Attempts are often made to control electric motor drives as efficiently as possible. This means at its simplest that at a given load torque the current drawn by the motor is minimized. This minimizes the resistive losses in the motor. The minimization of current would be an easy task if the machine were ideal. In practice, however, the magnetic saturation of the iron parts of the machine makes the search for an ideal operation point a demanding process. Due to the saturation effect, the inductances of the machine are not constant, but change as a function of the stator current. The fact that inductances change as a function of the stator current makes the optimization of the production of torque a difficult task, because in alternating current machines the inductances have an influence on the magnitude of torque.
In order to maximize the torque with a given stator current during the operation of the drive, the behavior of the inductances should be known as a function of current or flux. The inductance behavior is also important for the operation of control of synchronous reluctance machines, especially if the machine is controlled without a measured rotor speed and position. Such open-loop control methods estimate the rotor position by using a mathematical model of the machine. In connection with synchronous reluctance machines, the open-loop control does not operate correctly if the saturation of the inductances is not properly taken into account.
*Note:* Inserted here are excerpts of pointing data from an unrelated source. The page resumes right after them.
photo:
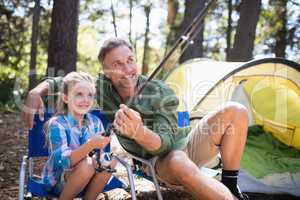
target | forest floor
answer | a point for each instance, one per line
(13, 143)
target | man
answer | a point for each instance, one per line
(147, 126)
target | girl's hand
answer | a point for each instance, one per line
(99, 141)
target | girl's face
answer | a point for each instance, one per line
(80, 98)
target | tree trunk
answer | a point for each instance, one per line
(194, 50)
(229, 29)
(245, 34)
(34, 39)
(62, 49)
(281, 35)
(145, 63)
(130, 21)
(114, 18)
(172, 13)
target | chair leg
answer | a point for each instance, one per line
(22, 178)
(130, 176)
(156, 184)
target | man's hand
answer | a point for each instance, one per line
(99, 141)
(33, 104)
(128, 122)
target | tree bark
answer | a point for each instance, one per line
(34, 40)
(245, 34)
(194, 50)
(229, 29)
(130, 21)
(113, 14)
(62, 49)
(281, 35)
(145, 64)
(171, 18)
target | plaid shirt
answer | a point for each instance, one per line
(64, 136)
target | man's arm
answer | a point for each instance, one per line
(129, 123)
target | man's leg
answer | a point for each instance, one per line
(176, 168)
(227, 129)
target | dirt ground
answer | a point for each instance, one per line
(13, 141)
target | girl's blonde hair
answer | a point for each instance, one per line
(69, 80)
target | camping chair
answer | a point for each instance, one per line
(30, 184)
(183, 120)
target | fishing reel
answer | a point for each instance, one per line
(103, 160)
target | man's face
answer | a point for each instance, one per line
(120, 67)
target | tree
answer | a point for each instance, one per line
(145, 64)
(194, 50)
(113, 14)
(281, 33)
(229, 28)
(62, 49)
(34, 39)
(245, 33)
(173, 6)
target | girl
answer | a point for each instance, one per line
(72, 134)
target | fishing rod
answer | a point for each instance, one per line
(183, 41)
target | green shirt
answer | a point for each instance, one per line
(157, 105)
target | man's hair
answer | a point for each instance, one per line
(109, 45)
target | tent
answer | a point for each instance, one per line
(270, 90)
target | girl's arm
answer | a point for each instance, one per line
(62, 155)
(96, 141)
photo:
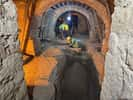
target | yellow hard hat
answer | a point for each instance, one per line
(68, 39)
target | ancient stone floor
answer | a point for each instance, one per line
(37, 72)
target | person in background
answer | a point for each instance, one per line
(64, 30)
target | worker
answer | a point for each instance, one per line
(64, 29)
(75, 43)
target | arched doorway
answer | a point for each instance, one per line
(51, 16)
(78, 25)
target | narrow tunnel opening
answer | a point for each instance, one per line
(74, 20)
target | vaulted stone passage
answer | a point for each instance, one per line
(49, 19)
(67, 73)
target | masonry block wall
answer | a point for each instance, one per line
(118, 81)
(12, 84)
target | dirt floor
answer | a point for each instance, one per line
(75, 74)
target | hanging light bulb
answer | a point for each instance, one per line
(69, 18)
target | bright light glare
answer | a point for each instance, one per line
(69, 18)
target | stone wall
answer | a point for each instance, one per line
(118, 80)
(12, 84)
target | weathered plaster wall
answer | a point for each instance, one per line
(12, 84)
(118, 81)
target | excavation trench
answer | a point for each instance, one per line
(75, 77)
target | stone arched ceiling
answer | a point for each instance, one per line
(100, 8)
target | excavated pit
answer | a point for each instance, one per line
(75, 77)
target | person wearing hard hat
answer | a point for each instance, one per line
(74, 43)
(64, 29)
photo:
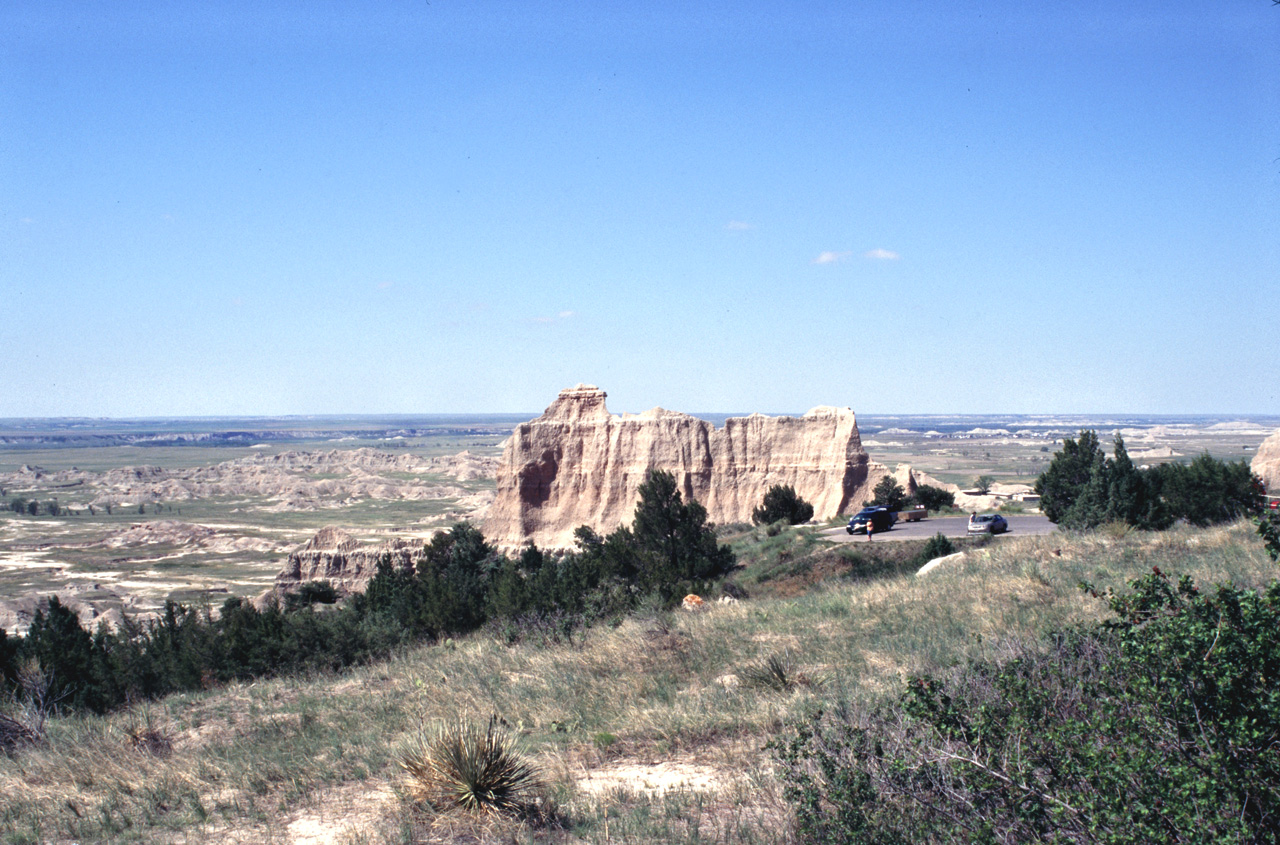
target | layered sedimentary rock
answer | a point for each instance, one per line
(580, 465)
(334, 556)
(1266, 464)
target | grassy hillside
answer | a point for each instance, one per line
(611, 716)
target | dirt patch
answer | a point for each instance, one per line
(343, 814)
(652, 779)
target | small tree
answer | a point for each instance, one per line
(890, 494)
(782, 503)
(1068, 474)
(935, 498)
(676, 547)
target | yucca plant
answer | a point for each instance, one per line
(775, 672)
(479, 770)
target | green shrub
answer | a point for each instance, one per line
(782, 503)
(938, 546)
(1156, 726)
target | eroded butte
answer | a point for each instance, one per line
(580, 465)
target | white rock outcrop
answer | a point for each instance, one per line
(1266, 464)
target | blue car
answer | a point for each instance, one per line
(987, 524)
(880, 517)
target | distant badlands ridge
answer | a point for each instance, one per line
(288, 478)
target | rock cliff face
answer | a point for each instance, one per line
(1266, 464)
(580, 465)
(334, 556)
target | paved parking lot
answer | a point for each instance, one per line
(1019, 525)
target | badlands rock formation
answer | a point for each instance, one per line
(334, 556)
(1266, 464)
(580, 465)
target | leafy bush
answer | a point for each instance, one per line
(1157, 726)
(782, 503)
(938, 546)
(471, 768)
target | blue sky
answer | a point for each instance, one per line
(410, 206)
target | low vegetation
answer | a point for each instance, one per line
(1082, 489)
(781, 502)
(1157, 725)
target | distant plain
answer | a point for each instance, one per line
(234, 542)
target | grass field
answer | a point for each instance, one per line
(648, 731)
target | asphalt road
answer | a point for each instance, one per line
(1019, 525)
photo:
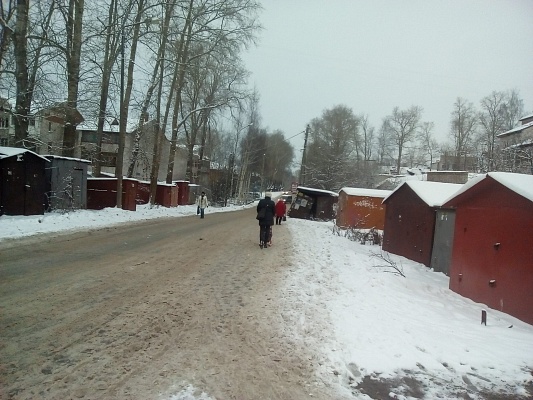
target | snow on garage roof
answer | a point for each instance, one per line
(365, 192)
(521, 184)
(433, 194)
(307, 190)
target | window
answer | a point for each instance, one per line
(109, 159)
(4, 121)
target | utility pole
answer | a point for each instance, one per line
(301, 180)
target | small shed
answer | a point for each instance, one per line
(492, 257)
(410, 218)
(22, 182)
(314, 204)
(66, 180)
(102, 193)
(361, 208)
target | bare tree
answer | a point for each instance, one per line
(513, 109)
(333, 149)
(23, 99)
(367, 138)
(72, 14)
(401, 126)
(428, 141)
(492, 120)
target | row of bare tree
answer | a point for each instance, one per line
(175, 60)
(343, 144)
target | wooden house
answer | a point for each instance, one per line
(492, 257)
(361, 208)
(22, 182)
(410, 218)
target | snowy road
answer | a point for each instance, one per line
(142, 311)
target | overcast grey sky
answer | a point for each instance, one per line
(373, 55)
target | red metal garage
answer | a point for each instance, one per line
(410, 218)
(492, 256)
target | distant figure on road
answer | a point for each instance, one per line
(266, 222)
(281, 209)
(202, 203)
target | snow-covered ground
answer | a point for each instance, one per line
(381, 323)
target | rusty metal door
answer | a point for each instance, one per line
(443, 240)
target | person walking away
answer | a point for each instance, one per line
(266, 222)
(281, 209)
(202, 204)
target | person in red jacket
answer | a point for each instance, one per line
(281, 209)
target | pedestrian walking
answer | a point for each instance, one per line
(266, 208)
(202, 204)
(281, 209)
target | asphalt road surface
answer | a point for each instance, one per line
(140, 311)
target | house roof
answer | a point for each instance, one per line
(433, 194)
(6, 152)
(521, 184)
(365, 192)
(308, 190)
(515, 130)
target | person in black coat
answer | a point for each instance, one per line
(267, 221)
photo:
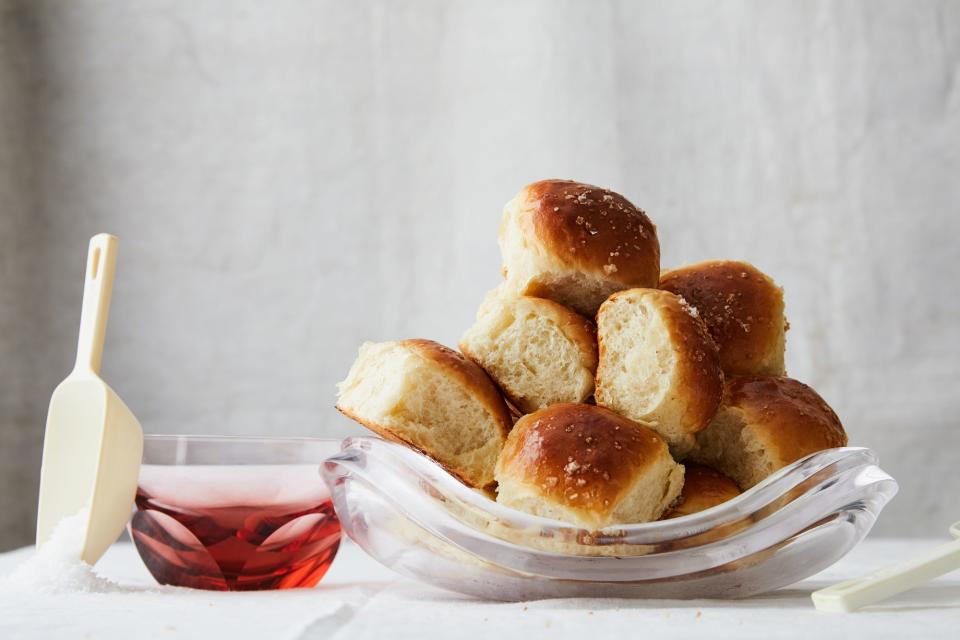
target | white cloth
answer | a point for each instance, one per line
(360, 599)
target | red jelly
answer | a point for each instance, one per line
(235, 528)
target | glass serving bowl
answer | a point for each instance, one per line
(411, 515)
(233, 513)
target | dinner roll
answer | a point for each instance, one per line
(764, 424)
(703, 487)
(423, 394)
(743, 309)
(576, 244)
(658, 364)
(538, 351)
(588, 466)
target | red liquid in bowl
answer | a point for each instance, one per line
(235, 528)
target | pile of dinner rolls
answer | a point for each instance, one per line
(594, 388)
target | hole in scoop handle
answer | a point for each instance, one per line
(887, 582)
(97, 287)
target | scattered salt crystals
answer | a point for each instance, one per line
(56, 567)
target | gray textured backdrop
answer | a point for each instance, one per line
(288, 179)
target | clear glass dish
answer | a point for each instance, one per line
(232, 513)
(412, 516)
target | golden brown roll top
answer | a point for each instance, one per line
(703, 488)
(423, 394)
(743, 310)
(764, 424)
(658, 364)
(576, 244)
(588, 466)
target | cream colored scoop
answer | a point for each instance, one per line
(885, 583)
(93, 443)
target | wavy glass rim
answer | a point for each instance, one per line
(789, 502)
(168, 437)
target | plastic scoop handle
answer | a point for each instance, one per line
(98, 286)
(882, 584)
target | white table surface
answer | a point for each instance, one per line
(361, 599)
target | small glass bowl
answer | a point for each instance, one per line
(411, 515)
(233, 513)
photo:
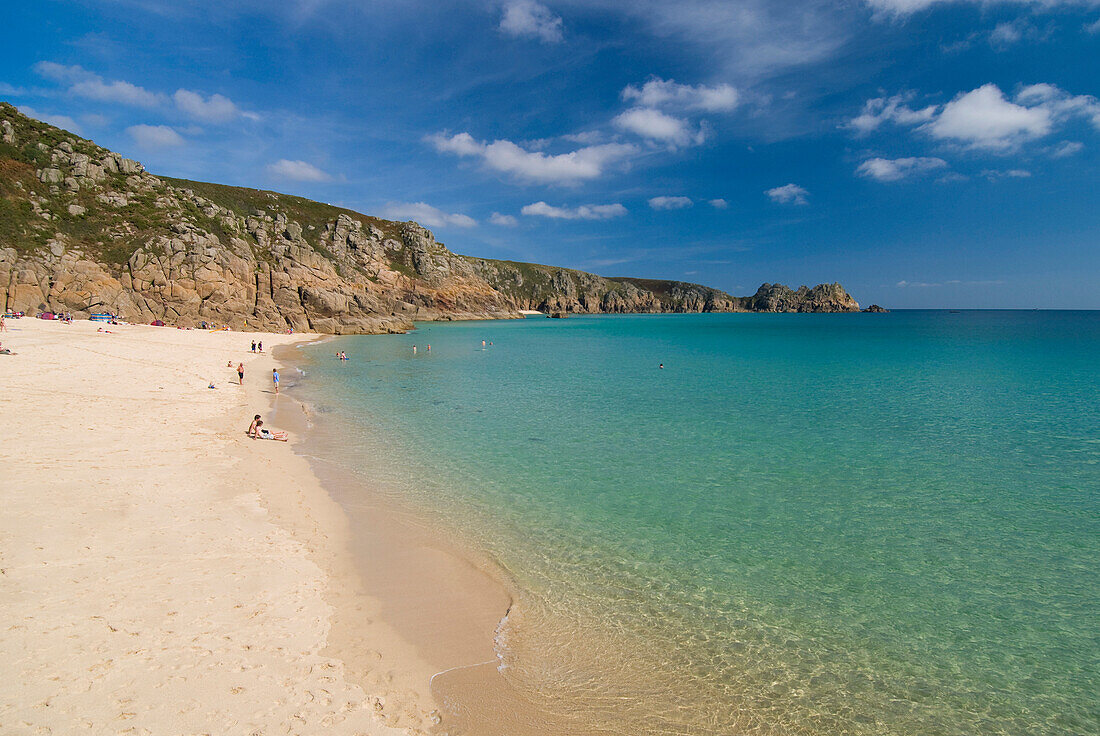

In known inductance identification procedures, the rotor has to be rotated. Due to this requirement, at least in some processes, the identification must be carried out before the machine is coupled to the process. Further, in the methods in which the rotor is rotated, the time for carrying out the identification is long. In some inductance identification procedures, the synchronous reluctance motor has to be loaded. The application of load torque to the machine to be identified can be cumbersome, especially if the machine is already at the facilities of the end user.